I wasn’t adopted. I love my parents, but I didn’t consciously feel lucky for the family that I had. I didn’t feel particularly thankful that they loved me and took care of me. I just thought it was normal. I think that is how most kids are, until they reach some point in adulthood. So when I hear things these said in front of children who were adopted, it makes me sad.
“She’s so lucky to have you become her parents!”
“Thank God you stepped in to help her! She is so lucky.”
“What a lucky girl to get to live with you!”
“You saved her!”
I can’t imagine people saying those things about me when I was a kid. I think I would have thought “Do I not deserve a normal family? Lots of other kids have families like mine and aren’t told they are lucky or were ‘saved’. What is wrong with me that makes it extraordinary that I have a normal family?”
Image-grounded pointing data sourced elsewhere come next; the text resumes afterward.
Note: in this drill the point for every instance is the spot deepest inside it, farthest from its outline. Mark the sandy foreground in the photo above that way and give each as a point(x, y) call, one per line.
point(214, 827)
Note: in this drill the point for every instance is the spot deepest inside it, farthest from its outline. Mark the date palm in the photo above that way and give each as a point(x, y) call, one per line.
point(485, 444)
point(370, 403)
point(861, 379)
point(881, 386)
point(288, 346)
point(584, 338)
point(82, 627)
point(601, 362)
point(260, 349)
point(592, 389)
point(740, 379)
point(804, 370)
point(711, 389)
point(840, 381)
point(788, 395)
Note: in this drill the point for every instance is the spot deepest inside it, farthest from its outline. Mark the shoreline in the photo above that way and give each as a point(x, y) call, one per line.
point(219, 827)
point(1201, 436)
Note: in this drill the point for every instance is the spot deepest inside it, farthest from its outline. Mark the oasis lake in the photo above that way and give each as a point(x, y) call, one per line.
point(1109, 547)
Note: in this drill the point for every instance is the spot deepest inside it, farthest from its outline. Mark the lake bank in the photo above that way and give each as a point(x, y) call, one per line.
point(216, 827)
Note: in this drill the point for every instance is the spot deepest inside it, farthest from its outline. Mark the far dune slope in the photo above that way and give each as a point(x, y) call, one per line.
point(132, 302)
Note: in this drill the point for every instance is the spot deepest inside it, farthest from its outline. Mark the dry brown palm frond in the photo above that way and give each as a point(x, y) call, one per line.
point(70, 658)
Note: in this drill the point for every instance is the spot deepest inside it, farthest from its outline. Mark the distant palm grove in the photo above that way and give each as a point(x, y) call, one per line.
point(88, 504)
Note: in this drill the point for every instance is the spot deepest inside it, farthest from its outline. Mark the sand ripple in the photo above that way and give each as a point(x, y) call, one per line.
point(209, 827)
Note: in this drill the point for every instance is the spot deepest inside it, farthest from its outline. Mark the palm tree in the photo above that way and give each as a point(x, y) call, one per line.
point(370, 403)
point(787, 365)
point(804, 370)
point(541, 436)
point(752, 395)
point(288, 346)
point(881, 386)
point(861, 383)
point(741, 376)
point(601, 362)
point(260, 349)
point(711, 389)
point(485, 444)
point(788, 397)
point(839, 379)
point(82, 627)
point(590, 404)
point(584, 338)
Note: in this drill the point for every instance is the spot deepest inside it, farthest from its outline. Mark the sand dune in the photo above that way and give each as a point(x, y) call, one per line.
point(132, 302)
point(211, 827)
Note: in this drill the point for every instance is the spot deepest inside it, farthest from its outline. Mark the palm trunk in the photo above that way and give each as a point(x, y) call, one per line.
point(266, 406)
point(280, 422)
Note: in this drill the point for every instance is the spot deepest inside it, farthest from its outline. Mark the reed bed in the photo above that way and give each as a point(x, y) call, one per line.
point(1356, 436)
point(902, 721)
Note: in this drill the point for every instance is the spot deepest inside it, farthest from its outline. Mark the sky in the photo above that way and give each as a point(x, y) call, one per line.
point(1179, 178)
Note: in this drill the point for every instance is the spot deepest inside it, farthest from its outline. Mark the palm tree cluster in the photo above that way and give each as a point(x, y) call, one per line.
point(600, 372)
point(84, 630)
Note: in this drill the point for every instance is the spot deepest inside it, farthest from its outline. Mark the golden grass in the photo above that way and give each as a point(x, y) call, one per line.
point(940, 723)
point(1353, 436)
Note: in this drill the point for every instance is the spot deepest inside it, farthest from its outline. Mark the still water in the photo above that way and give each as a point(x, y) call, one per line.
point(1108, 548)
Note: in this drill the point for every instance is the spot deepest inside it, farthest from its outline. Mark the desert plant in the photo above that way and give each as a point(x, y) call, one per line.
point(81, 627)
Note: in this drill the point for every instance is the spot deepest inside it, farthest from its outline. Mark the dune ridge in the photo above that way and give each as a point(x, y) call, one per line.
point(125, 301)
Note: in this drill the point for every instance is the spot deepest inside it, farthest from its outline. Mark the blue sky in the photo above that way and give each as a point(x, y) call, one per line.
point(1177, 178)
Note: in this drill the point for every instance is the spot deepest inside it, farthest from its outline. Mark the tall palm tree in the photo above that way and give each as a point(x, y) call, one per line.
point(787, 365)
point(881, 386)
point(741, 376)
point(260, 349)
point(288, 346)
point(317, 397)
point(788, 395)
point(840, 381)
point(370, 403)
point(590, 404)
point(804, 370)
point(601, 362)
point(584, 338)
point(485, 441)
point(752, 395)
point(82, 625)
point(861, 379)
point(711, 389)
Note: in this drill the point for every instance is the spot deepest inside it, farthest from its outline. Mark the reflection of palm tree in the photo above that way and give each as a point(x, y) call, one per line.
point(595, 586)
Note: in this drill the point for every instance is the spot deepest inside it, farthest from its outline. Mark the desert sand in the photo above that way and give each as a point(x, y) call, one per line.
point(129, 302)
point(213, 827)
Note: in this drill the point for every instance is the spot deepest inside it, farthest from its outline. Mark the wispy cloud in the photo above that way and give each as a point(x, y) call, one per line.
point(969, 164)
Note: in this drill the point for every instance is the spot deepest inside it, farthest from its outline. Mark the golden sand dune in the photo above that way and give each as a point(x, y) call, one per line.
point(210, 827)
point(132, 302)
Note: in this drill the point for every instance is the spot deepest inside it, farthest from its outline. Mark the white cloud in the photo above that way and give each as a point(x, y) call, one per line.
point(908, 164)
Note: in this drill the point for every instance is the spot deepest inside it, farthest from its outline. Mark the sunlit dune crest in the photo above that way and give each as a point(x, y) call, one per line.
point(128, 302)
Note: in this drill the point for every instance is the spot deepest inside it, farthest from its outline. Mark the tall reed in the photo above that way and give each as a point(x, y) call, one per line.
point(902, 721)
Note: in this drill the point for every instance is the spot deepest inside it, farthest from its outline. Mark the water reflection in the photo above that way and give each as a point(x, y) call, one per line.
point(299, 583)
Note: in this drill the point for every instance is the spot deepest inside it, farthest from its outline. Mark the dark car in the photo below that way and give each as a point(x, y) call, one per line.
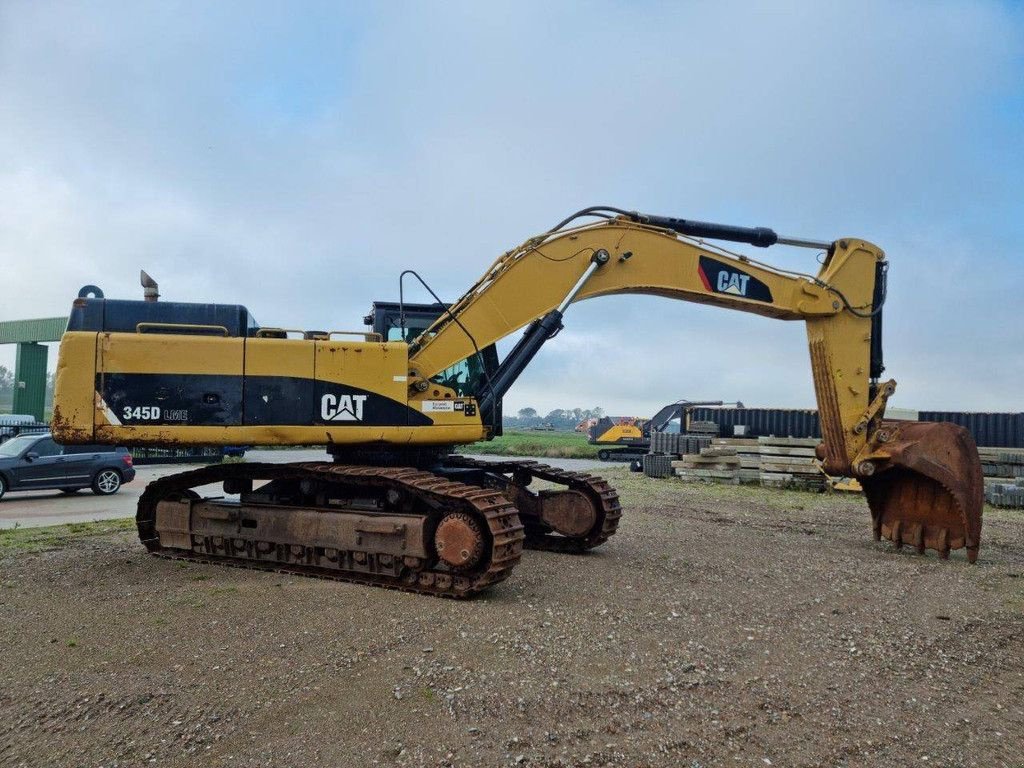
point(35, 462)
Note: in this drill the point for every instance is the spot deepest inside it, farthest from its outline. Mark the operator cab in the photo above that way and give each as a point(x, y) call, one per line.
point(406, 322)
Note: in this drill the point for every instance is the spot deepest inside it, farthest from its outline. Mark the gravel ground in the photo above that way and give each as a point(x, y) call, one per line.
point(722, 626)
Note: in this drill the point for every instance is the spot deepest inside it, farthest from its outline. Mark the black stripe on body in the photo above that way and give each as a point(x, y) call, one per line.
point(205, 399)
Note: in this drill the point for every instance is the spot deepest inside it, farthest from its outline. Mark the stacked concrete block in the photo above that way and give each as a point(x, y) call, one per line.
point(657, 465)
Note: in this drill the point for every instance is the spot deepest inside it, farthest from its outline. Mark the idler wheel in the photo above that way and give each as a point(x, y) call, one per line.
point(459, 541)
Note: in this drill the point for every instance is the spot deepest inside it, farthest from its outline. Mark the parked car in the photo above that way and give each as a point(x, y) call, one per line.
point(36, 462)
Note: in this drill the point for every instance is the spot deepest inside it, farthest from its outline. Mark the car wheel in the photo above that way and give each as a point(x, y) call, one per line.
point(105, 482)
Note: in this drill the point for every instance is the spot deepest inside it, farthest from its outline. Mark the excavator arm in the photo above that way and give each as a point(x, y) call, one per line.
point(923, 481)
It is a beautiful act of love to adopt a child. I don’t mean to discredit that at all. I think it’s wonderful to express to adoptive parents how you support their decision. Though I think suggesting that they ‘saved’ a child is still unfortunate wording, at minimum. Most people adopt because they are eager to get a chance to love and raise a child. Adoption is a gift for the family that adopts, so viewing it as a ‘rescue’ kind of makes it seem like a one-sided, altruistic act which is just not the case.
My other reasoning is, it’s important to consider that adoption is caused by loss. Some children are put up for adoption at birth because the parents are too young or unprepared to parent. Others are taken through programs like child protective services because the parents are unwell or are otherwise unable to provide suitable care. Sometimes the parents have passed away. In every single case, the child has to come to terms with the fact that they were not raised by their biological parents – for whatever reason. They have to find a way to accept that they missed out on having a deeper or more complex relationship with their biological parents. That is loss.
When saying to an adopted child that they are ‘lucky’, it seems to ignore the fact that they are rather ordinary in being provided with a loving home, and it ignores the fact that they experienced a loss.
If you are looking for alternative ways to support the family, my suggestions are to express your own feelings. Are you so thankful that you get to have a relationship with the child? How about “I’m so thankful that you live with (parents) and that I get to be part of your life!”. If you feel warm and fuzzy because you are seeing the bond between the parent and child, express that! “It’s so nice to see you laugh and play with each other! It makes my heart smile.”
If you have experience with adoption I’d love to hear your thoughts on the “You are so lucky!” comments in my comment section.